J'avoue que le sens du timing de Eurus et de Sherlock étaient parfaits dans le chapitre précédent, par pur hasard... l'auteure n'y est vraiment pour rien 0:)
On continue dans les années pas sympas. Vous allez voir, dans les prochains chapitres, des décomptes de jour. Bien évidemment, ce ne sont pas des chiffres au hasard. Même si je ne vous précise que les mois, sur mon plan, je connais les jours précis où se déroule chaque évènement, et j'ai réellement compté chaque jour ! En l'occurrence, il s'est écoulé plus d'un an et demi depuis les évènements du dernier chapitre... Pas encore de nitescence au bout du chemin, mais tenez bon !
Bonne lecture !
Sherlock – 19 ans – novembre 1999
Novembre était le pire mois de l'année, du point de vue de Sherlock. Novembre n'avait aucun intérêt, sinon qu'il lui permettait de porter son manteau acheté au prix fort (ses parents avaient fait une syncope), son Belstaff adoré, devenu une seconde peau et sa marque de fabrique.

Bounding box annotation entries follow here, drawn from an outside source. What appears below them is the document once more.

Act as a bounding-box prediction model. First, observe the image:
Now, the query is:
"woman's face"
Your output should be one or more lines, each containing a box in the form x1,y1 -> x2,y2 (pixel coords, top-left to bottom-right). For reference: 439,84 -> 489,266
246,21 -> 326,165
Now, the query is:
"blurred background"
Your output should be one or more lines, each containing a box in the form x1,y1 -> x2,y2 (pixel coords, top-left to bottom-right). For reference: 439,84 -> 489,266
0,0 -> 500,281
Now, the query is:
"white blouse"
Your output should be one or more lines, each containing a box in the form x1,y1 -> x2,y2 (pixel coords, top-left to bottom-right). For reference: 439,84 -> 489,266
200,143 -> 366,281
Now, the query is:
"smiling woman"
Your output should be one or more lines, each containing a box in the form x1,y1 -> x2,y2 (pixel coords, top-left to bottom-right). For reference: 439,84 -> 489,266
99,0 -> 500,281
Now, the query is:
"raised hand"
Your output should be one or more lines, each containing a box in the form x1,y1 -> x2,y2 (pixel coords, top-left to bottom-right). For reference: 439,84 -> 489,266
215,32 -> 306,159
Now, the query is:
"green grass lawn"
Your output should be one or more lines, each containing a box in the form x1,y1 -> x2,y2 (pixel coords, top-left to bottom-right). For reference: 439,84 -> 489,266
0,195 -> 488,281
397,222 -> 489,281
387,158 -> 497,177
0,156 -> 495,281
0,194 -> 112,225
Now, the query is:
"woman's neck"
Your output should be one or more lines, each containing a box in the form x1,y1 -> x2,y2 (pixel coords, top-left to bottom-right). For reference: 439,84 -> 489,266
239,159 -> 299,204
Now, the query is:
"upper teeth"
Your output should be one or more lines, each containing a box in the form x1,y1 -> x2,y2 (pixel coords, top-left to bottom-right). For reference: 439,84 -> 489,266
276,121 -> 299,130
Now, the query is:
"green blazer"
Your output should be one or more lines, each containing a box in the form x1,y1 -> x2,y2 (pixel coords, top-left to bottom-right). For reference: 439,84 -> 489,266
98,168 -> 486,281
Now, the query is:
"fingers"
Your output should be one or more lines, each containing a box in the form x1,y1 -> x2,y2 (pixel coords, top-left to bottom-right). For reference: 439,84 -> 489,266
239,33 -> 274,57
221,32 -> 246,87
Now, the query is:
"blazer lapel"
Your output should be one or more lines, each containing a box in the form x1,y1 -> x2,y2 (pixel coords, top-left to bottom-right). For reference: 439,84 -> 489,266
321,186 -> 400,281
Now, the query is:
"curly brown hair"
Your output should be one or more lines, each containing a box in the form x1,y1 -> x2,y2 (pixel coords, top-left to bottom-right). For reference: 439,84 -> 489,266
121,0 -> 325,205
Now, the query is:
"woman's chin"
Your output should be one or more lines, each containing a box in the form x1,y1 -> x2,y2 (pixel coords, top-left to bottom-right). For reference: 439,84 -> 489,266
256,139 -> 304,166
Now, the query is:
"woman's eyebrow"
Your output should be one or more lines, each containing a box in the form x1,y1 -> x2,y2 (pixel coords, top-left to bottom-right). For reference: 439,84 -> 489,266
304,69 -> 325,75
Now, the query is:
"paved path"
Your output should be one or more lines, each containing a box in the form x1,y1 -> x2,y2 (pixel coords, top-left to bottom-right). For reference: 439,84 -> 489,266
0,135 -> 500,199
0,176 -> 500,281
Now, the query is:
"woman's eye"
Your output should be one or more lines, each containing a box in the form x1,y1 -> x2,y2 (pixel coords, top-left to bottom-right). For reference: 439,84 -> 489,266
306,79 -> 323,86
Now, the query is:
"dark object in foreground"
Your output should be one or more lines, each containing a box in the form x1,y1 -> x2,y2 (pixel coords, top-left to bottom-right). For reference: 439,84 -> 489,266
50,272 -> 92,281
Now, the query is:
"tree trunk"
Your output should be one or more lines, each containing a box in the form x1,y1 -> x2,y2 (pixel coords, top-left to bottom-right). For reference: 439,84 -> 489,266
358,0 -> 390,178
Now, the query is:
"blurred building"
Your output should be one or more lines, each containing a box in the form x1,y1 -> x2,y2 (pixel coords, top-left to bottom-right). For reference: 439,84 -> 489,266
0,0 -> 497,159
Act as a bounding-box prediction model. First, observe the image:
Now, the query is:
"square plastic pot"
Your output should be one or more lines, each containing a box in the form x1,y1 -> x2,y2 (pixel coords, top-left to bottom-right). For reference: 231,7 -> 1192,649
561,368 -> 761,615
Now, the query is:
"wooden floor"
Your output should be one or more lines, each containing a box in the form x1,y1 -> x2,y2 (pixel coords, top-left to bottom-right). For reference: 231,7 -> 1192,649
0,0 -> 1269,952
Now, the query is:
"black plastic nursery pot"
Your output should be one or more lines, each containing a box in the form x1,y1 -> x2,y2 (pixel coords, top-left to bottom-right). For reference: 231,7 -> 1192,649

582e jour sans intérêt. Son cerveau avait commencé à calculer des dates sans son consentement, et il n'était plus capable de l'arrêter.
582e jour depuis la dernière fois qu'il avait vu John.
581e jour depuis le retour de sa mémoire, et qu'il avait rencontré sa petite sœur.
503e jour depuis le départ pour l'étranger de John.
582e jour depuis qu'il lui manquait à en crever, et qu'il ne pouvait pas pardonner la trahison.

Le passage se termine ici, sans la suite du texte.